Yield or the income return on investment
represents interest or dividends
acquired from a security. Annually, it is expressed as a percentage, based on the current market value or the
investment cost.
In different situations, the term has different meanings. For example, it may be calculated as a ratio or as an
IRR (internal rate of return), stating the total return of the owner or just a part of the income. The different
meanings show that the yields can not be compared as thought they are equal.
The return on investment measures the cash made or lost in the course of the investment. The measurement shows
the income steam or the cash flow resulting from the
investment which is relative to the invested amount. The cash flow may take the form of a profit, dividends, interest, or capital
loss/gain. The last is observed when the market or the resale value of the investment increases or decreases.
The return on invested capital is not included in the cash flow.

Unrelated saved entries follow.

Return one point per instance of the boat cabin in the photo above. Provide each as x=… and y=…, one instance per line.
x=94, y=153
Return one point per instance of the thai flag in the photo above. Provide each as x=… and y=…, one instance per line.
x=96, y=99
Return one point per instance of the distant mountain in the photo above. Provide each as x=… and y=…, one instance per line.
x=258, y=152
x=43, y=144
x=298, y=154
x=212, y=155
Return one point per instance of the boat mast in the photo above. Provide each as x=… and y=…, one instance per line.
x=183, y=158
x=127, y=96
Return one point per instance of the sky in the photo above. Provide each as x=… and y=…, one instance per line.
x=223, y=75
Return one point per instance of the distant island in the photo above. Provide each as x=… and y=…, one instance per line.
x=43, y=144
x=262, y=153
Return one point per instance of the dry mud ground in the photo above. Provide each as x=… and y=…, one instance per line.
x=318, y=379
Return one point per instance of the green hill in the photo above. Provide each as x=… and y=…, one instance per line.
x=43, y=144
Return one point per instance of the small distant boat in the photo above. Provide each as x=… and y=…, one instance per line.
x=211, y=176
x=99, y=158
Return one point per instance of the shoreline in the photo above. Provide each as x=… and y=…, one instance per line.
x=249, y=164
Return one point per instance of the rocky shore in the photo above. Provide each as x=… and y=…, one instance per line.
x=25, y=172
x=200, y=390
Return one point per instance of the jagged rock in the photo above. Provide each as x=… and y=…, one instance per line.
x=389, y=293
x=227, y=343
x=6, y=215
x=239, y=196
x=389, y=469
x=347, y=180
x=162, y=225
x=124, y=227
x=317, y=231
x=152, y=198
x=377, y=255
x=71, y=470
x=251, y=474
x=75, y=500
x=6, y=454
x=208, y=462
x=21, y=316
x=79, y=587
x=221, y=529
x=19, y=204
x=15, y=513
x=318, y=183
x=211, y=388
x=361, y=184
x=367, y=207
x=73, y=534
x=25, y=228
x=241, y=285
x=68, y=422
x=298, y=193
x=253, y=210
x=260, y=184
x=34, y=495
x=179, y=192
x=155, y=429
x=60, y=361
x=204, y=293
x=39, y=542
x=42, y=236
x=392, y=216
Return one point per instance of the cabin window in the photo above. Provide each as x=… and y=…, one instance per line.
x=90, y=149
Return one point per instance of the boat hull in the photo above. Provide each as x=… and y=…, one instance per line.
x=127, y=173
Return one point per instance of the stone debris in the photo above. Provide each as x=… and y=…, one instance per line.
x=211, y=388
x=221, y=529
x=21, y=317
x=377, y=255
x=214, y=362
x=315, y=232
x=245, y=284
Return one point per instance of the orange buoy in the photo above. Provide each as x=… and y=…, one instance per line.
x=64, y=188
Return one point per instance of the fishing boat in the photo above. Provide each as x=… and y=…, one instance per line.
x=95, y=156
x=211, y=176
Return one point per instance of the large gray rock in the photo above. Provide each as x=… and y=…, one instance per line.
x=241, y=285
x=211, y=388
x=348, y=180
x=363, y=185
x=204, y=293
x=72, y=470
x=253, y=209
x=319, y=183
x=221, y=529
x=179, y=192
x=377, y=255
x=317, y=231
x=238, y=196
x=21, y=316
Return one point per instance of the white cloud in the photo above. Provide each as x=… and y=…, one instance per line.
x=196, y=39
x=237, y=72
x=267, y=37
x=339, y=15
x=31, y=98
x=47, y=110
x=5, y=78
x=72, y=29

Normally used for financial decisions of personal nature, the ROI
values include the Annualized Rate of Return and the Annual Rate of Return. The effects of
compounding/reinvesting are considered as Certificates of Deposit or savings
accounts. The effects of capital loss/gain
and price volatility for investments in which capital is at risk are considered by the investor. Examples are stock shares, home purchases, and mutual fund shares.
ROI is also employed in profitability ratios used by analysts for comparing profitability among companies or
just the overtime companys profitability. These include Operating Profit Margin, Gross
Profit Margin, Dividend Yield, ROI ratio, Net profit margin, Return on asset and Return on
equity.
To select which project to pursue, companies compare the ROI of different projects during the capital budgeting.